Nathaniel Woods Execution: Supreme Court Orders Temporary Stay in Alabama


Nathaniel Woods Execution: Supreme Court Orders Temporary Stay in Alabama

Judges in Alabama used the option to override a jury more than 100 times over four decades, a report by the Equal Justice Initiative found. In a vast majority of instances, judges overruled in favor of the harsher sentence. At one point, some 20 percent of death row inmates were condemned in cases involving a judicial override.

In the trial of Kerry Spencer, the man who prosecutors said plotted with Mr. Woods and fired at the officers, the judge overruled a jury’s decision to impose a sentence of life in prison without parole and instead sentenced him to death. Mr. Spencer remains on death row. (In a recent interview with The Appeal, a nonprofit news organization that covers the criminal justice system, Mr. Spencer called Mr. Woods “actually 100 percent innocent.”)

The death penalty has been on the decline in the United States, with seven states carrying out 22 executions last year, the second-lowest number since 1991. Last year, New Hampshire became the 21st state to abandon capital punishment.

Ms. Ivey, Alabama’s Republican governor who has been in office since 2017, has expressed a measure of discomfort over her role in capital cases and has avoided intervening in executions. “This is not a decision that I take lightly,” Ms. Ivey said on Thursday, “but I firmly believe in the rule of law and that justice must be served.”

The efforts to spare Mr. Woods received a surge of momentum as his execution approached. Martin Luther King III, the human rights activist and son of the Rev. Dr. Martin Luther King Jr., wrote a letter to Ms. Ivey, asking her, “Are you willing to allow a potentially innocent man to be executed?”

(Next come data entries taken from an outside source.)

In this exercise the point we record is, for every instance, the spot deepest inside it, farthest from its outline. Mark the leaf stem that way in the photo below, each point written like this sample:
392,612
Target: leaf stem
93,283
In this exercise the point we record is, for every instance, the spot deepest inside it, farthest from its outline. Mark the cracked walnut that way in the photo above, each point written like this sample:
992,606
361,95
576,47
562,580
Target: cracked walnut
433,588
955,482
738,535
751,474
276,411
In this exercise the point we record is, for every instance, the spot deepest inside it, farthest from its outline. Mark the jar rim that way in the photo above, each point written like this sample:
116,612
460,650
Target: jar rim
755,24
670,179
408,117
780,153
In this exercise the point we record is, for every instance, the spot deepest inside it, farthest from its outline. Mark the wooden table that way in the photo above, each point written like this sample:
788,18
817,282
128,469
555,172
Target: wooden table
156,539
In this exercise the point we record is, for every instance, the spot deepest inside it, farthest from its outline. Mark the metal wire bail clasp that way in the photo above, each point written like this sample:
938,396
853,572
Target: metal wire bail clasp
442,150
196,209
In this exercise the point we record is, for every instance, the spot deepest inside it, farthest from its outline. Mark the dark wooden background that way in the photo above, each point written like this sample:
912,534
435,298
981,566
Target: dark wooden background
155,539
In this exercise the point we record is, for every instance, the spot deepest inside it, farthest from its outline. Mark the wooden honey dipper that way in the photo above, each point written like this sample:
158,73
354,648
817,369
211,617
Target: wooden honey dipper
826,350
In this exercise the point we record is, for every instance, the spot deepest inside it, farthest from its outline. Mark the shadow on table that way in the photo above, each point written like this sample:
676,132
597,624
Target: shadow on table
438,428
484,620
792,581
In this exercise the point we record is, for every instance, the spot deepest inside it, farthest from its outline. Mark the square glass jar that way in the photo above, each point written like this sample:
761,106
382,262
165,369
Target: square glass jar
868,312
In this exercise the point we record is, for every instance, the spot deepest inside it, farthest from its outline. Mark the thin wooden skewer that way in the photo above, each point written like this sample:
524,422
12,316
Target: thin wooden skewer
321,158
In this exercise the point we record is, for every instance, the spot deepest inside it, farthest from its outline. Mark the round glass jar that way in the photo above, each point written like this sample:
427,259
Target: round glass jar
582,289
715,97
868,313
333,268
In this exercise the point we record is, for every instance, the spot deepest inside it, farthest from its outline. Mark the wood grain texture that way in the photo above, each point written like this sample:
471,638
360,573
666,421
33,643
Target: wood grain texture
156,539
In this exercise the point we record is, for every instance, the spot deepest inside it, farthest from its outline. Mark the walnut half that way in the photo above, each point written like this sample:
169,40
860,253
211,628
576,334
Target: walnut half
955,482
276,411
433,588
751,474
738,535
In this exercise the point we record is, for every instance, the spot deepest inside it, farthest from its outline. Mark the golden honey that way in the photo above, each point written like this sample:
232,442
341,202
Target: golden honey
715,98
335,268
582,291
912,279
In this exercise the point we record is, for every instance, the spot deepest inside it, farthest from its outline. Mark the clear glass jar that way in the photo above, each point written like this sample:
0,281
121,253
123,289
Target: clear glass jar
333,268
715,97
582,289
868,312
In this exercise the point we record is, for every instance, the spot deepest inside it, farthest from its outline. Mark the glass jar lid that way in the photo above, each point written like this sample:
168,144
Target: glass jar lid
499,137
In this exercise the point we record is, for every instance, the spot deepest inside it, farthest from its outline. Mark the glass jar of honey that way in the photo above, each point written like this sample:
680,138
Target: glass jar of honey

Ms. Faraino, a onetime corporate lawyer, had stumbled across a mention of Mr. Woods’s execution in an email newsletter and it drew her interest.

She and her mother pored over thousands of pages of records from Mr. Woods’s case. Ms. Faraino then wrote a lengthy report that she shared widely, detailing the shortcomings she found with the official handling of the case and with his lawyers, all of which, she argued, posed lethal consequences to Mr. Woods.